Tip: Cut out the cheese shapes 2 to 3 days ahead and store covered in the refrigerator. Save the cheese scraps from the leaf-cutting to use in a casserole or as a salad topper.
Gourds of Gratitude
“We need to stop and focus and be intentional about counting our blessings.To help do that in our family, we started the tradition of the Thankful Pumpkin. All you need is a pumpkin, a permanent marker and a heart full of gratitude.”
—Amy Latta, One Artsy Mama
Invite family and friends to scrawl their biggest blessings on the pumpkin.
“While you’re busy in the kitchen whipping up a feast, entertain the children with a fun and easy Thanksgiving game: turkey bowling! You can prepare the ‘pins’ in advance in a matter of minutes, or you can let older children do it. Either way, this is a fun Thanksgiving activity that gets everyone up, moving and laughing!”
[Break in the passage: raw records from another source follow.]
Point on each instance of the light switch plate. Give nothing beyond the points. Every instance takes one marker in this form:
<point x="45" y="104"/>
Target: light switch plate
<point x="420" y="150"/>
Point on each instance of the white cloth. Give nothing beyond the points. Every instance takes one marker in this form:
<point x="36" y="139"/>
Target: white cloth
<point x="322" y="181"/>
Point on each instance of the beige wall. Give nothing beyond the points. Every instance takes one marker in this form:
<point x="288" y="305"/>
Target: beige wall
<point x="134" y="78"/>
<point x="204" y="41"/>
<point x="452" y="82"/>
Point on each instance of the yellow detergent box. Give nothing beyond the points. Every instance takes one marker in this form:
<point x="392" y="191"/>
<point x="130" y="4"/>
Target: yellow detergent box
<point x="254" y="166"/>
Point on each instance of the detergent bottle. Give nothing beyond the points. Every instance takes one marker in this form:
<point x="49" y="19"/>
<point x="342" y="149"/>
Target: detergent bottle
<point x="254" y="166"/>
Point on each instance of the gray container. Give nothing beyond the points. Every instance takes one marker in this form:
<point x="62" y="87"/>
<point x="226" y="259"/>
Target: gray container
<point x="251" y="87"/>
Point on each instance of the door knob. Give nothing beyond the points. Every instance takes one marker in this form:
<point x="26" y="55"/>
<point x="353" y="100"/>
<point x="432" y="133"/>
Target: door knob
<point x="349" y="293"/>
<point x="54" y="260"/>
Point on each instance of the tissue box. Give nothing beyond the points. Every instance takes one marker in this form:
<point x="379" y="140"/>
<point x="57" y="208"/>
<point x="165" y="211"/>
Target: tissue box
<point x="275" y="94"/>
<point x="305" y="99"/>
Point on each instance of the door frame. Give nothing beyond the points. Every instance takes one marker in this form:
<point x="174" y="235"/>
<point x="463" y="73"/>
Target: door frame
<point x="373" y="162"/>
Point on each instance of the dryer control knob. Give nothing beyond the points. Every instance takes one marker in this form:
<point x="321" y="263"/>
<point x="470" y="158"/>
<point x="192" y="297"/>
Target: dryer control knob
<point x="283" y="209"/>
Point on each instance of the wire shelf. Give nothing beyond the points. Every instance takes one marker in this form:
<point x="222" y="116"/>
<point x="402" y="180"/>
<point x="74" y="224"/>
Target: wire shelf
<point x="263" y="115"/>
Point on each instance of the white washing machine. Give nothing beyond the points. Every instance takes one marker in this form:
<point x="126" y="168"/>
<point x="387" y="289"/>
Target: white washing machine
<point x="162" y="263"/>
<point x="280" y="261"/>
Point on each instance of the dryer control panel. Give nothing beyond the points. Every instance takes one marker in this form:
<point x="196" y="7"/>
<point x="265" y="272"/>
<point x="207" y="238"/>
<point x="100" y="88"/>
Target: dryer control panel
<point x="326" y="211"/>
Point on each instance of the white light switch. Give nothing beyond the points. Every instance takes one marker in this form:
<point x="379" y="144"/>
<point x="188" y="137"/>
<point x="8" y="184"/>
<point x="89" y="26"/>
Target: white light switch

—Blair Lonergan, The Seasoned Mom
Glue googly eyes and tape paint chips, cut into feather and beak shapes, to the sides of seven brown plastic cups (available at party supply stores). Arrange cups in a V-shaped formation, and use mini pumpkins as bowling balls. Have fun seeing who can take down the most turkeys.
Spread triangular shortbread cookies (like Walkers) with caramel ice-cream topping and sprinkle with sea salt. Add a squiggle of white frosting for these pumpkin-pie posers.
—Katrina Bahl, In Katrina’s Kitchen
Be a Smart Server
“Getting everything on the table piping hot and at the same time will go a lot more smoothly if you take out all your serving plates, bowls and utensils ahead of time. By Wednesday night, choose and label with a sticky note both a serving dish and utensil for every item on your menu. I promise labeling your serving pieces ahead of time makes serving the meal go a lot faster.”